CH.FILM

Le grand chalet de Balthus Schweiz 2003 – 53min.

Filmkritik

Verwunschene Künstlerresidenz

Filmkritik: Irene Genhart

"Le Grand Chalet de Balthus" von Irene Loebell ist weit mehr als bloss ein Gang durch die letzte Wohn- und Werkstätte des grossen Malers. Es wird auch ein poetisches Porträt des grössten je im Alpenraum erbauten Holzhauses gemalt.

"Es gibt manchmal glückliche Momente, in denen sich etwas lang Vergangenes vor die Gegenwart schiebt und einen mitnimmt in die Vergangenheit" - So beginnt Irene Loebell "Le Grand Chalet de Balthus". Der Film allerdings, einiges handfester als der esoterisch angehauchte Anfangskommentar, ist ein Porträt des "Grand Chalet" im freiburgischen Rossinière, des grössten je im Alpenraum erbauten Holzhauses, gefilmt mit viel Gespür für Atmosphäre und Stimmungen.

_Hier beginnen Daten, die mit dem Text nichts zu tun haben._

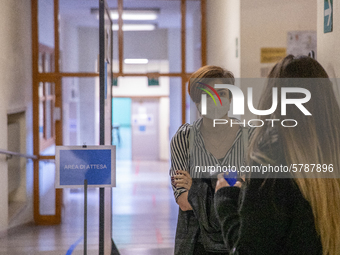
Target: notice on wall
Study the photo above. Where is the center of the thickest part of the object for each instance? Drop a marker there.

Bis zu seinem Tod im Jahr 2001 wohnte Balthus zusammen mit seiner zweiten Gattin Setsuko Klossowska de Rola und der gemeinsamen Tochter Harumi im "Grand Chalet". Loebell unternimmt unter der Führung von Balthus’ Witwe einen filmischen Spaziergang durch das Haus. In charmant gebrochenem Französisch erläutert Setsuko Einrichtungen und Funktionen der Räume: Als Balthus 1977 das zuletzt als Hotel genutzte Haus kaufte, liess er nicht nur dessen Fassade in den Originalzustand zurück versetzen, sondern richtete für sich und seine Familie auch einige der insgesamt über 60 Räume speziell ein ein.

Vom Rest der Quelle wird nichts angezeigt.